Heldenreisen in virtuellen Welten
Adlershofer Start-up You-VR entwickelt Vonderland-Dreamdecks für interaktive Abenteuer
In der Berliner Sophienstraße, genau in der Mitte der Stadt, steht das Tor zu einer anderen Welt. Zu unendlich vielen anderen Welten, um präzise zu sein. Ein Edelstahlrahmen, mannshoch auf Sperrholzpodest, ein Ventilator davor und ein Duftgenerator an der Wand. Doch was so spartanisch aussieht, wird im Handumdrehen eine Südseeinsel, Alices Wunderland oder der Lieblingsfilm des Besuchers. Virtuelle Welten, die man riechen, fühlen, hören, tasten kann. In Adlershof grübeln Cyril Tuschi und Hubert Hoffmann von You-VR an immer neuen Storywelten und der dazu notwendigen Soft- und Hardware.
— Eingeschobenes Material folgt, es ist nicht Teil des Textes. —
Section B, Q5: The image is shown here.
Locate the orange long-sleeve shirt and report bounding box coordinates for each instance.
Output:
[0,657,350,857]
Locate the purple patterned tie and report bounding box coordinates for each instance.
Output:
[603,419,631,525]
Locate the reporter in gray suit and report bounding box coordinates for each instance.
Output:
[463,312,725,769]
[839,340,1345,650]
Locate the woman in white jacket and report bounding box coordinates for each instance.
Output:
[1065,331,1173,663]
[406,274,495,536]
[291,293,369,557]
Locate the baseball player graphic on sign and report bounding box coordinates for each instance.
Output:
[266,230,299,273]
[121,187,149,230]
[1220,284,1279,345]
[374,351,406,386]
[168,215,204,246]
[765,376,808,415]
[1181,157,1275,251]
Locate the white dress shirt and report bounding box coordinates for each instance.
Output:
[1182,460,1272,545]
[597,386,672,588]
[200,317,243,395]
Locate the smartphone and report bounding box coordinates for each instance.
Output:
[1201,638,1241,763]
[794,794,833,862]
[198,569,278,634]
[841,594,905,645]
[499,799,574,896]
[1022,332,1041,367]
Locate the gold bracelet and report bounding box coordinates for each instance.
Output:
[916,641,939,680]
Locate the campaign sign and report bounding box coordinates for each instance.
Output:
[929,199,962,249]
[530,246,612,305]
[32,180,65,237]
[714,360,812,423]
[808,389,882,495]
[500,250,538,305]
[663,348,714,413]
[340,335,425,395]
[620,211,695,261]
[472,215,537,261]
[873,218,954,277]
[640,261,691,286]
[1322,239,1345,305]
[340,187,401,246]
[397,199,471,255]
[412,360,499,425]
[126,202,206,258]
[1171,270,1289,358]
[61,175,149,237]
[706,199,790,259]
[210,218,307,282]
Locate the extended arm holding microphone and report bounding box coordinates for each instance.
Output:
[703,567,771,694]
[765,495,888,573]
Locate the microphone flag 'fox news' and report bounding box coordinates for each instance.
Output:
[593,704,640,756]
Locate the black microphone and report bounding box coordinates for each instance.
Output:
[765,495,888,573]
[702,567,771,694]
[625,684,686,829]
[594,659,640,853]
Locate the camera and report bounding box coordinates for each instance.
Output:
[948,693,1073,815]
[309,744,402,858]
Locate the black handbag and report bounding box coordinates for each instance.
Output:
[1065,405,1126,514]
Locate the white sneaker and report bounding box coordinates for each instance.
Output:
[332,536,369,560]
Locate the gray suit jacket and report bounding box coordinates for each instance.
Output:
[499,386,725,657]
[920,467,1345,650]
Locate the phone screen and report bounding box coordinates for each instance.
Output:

Als der Internet-Konzern Facebook 2014 die Firma Oculus Rift kaufte, die eine VR-Brille mit besonders großem Sichtfeld und besonders schnellen Bewegungssensoren entwickelt hatte, begründete Mark Zuckerberg das mit der Aussage, VR – Virtual Reality – sei die sozialste aller Plattformen. Dennoch, moniert die Branchenwebseite VR-Focus, blieben die meisten heutigen Social-Virtual-Reality-Angebote noch immer eine ziemlich einsame Erfahrung. „90 Prozent der Leute, die VR erleben, erleben sie allein“, erklärt Tuschi. Social VR bedeutet aber gemeinsames Erleben. Eine Menge Geld sei nach der Facebook-Investition damals in VR geflossen, erinnert er sich. Allerdings nur in die Technik – die Brillen. Das geflügelte Wort vom „König Content“ (Inhalt) war noch nicht geprägt. Aber Geschichten im virtuellen Raum müsse man nun einmal anders erzählen, sie müssen eine „eigene Grammatik des Erzählers entwickeln“.
Cyril Tuschi ist ein Erzähler. Farbenfroh, lebhaft, begeistert. Erst als Dramaturg am Theater, später beim Film. Regisseur sei er „wider besseren Wissens“ geworden – „eine brotlose Kunst, besonders der Dokumentarfilm.“ Sein bekanntester ist wohl „Der Fall Chodorkowski“ über den in Ungnade gefallenen russischen Ölmagnaten, der auf der Berlinale 2011 seine Weltpremiere feierte und davor unter seltsamen Umständen zweimal kurz vor Fertigstellung verschwand. Eine unruhige Zeit.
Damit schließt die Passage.